Vanderbilt also allegedly isn’t always a fan of written records. According to a whistleblower lawsuit alleging the hospital engaged in systemic Medicare fraud, surgeons were encouraged to avoid handwritten notes if they were unable to cover certain surgeries.

“Please do not make annotations in the record about how many rooms you are currently covering; it only confuses and complicates the billing and documentation process,” said an email made public by a judge in January 2020 after the Feds failed to pursue the case. Vanderbilt denied any wrongdoing and said it was prepared to “defend itself vigorously.”

What’s surprising to me is that nurses don’t make considerably more errors than is publicly known. Hospitals have been forcing nurses to tend to more patients while saddling them with more paperwork and requiring them to master more technology. Nurses in recent years have publicly warned the increased workloads are harming patient safety and care, which prompted them to unionize. Rather than heed the warnings, hospital managements chose to spend tens of millions of dollars hiring union busters to intimidate their nurses. Given the mounting pressures they face, it’s understandable that nurses are 18 percent more likely to commit suicide than individuals in the general population.

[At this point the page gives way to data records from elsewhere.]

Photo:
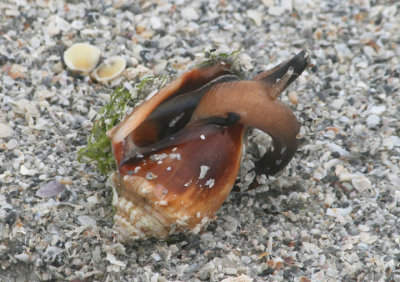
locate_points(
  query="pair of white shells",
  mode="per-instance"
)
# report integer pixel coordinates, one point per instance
(83, 58)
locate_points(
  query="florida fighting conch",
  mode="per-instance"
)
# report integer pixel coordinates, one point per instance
(178, 153)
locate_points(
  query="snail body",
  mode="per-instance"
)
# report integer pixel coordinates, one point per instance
(178, 153)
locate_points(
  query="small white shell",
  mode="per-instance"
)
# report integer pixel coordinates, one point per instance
(82, 57)
(110, 69)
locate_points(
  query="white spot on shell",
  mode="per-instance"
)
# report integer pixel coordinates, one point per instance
(210, 183)
(203, 171)
(175, 120)
(174, 156)
(150, 176)
(162, 203)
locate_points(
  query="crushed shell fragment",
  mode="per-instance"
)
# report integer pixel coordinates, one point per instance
(82, 57)
(110, 69)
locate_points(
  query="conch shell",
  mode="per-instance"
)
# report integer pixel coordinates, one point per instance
(178, 153)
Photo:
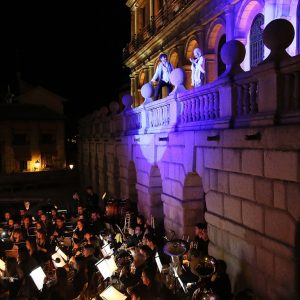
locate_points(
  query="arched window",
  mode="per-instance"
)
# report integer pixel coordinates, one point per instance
(298, 29)
(221, 65)
(174, 59)
(256, 42)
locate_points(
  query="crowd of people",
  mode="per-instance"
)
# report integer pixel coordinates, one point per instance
(32, 236)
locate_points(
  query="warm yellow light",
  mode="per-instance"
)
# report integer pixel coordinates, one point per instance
(37, 165)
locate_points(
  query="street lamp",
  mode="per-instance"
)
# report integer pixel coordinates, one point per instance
(37, 165)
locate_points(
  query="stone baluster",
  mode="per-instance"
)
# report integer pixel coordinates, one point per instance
(202, 115)
(253, 97)
(216, 105)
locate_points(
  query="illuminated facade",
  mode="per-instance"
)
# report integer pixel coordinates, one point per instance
(177, 27)
(32, 133)
(226, 152)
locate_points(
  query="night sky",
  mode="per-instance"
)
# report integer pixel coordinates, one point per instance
(68, 50)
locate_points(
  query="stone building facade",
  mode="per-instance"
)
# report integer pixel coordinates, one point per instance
(226, 152)
(177, 27)
(32, 133)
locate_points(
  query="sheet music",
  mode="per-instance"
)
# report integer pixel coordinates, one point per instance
(112, 293)
(179, 280)
(38, 277)
(2, 265)
(158, 262)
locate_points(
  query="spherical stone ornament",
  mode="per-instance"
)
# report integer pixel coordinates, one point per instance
(147, 90)
(114, 107)
(127, 101)
(233, 52)
(278, 34)
(177, 77)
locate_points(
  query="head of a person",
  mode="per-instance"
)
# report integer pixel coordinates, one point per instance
(76, 196)
(80, 224)
(11, 222)
(148, 276)
(137, 292)
(140, 220)
(59, 222)
(94, 216)
(145, 251)
(138, 230)
(150, 241)
(197, 52)
(80, 210)
(53, 212)
(89, 190)
(43, 217)
(163, 57)
(201, 229)
(26, 221)
(41, 234)
(18, 235)
(26, 204)
(7, 215)
(30, 245)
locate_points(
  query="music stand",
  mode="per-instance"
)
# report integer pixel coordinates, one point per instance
(107, 266)
(106, 250)
(158, 262)
(179, 280)
(2, 265)
(111, 293)
(38, 277)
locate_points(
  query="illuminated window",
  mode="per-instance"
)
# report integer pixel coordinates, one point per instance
(256, 41)
(47, 138)
(221, 65)
(298, 29)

Even if RaDonda Vaught isn’t convicted, it’s a wonder to me why anyone would pursue a nursing career or work as one, especially at Vanderbilt University Medical Center. Peter Strianse, Vaught’s attorney, characterized her as a “disposable person” who was hung out to dry to protect Vanderbilt’s vaunted reputation as one of the top hospitals in the country.

Peter Stiranse/Law practice photo

“We are engaged in a pretty high-stakes game of musical chairs and blame-shifting,” Strianse said in his opening statement. “And when the music stopped abruptly, there was no chair for RaDonda Vaught. Vanderbilt University Medical Center? They found a seat.”

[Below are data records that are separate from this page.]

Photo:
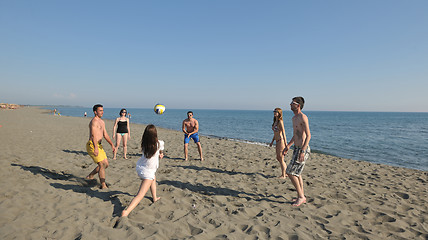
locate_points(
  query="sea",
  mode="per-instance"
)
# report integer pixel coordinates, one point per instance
(391, 138)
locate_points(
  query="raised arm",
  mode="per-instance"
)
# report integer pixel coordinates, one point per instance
(115, 128)
(306, 131)
(183, 128)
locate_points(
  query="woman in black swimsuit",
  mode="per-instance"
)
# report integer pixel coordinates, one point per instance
(121, 130)
(280, 138)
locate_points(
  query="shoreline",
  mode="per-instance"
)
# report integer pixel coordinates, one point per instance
(234, 194)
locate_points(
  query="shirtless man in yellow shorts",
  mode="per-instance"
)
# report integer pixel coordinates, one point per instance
(97, 130)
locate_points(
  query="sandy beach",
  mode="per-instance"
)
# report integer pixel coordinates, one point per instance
(234, 194)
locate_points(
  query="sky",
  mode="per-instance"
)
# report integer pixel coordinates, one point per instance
(221, 54)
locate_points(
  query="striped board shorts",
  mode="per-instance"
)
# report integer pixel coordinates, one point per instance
(295, 167)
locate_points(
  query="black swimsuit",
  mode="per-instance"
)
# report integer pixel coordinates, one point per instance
(122, 127)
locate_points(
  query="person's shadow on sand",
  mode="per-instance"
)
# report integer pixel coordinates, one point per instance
(76, 152)
(211, 191)
(82, 186)
(216, 170)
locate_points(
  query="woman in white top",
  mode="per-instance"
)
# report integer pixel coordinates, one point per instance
(146, 166)
(280, 138)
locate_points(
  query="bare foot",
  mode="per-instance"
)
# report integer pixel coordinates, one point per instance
(299, 201)
(125, 213)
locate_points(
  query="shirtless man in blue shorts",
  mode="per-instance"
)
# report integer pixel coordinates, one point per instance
(190, 128)
(301, 138)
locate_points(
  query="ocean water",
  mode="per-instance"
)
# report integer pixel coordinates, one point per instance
(396, 139)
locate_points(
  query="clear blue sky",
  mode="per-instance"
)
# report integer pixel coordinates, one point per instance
(224, 54)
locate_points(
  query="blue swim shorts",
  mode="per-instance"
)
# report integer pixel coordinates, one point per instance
(194, 136)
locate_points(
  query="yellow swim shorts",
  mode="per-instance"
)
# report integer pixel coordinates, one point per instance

The persons who should be ultimately held responsible for fatal mishaps at hospitals are the CEOs who fail to implement effective procedures to avoid them. If CEOs risked criminal liability for failing to ensure patient safety, I wouldn’t begrudge them their supersized salaries.

Interestingly, in 2020 Vanderbilt CEO Jeffrey Balser earned $2.8 million in compensation for running what is still ranked as one of America’s top hospitals. Beaumont CEO John Fox in 2020 was paid $6.4 million, despite destroying a once nationally respected hospital system.  Fox possibly was possibly paid an additional $30 million or more to go away.

Makes me wonder if hospital CEO compensation isn’t partially determined by successful avoidance of regulatory and prosecutorial oversight.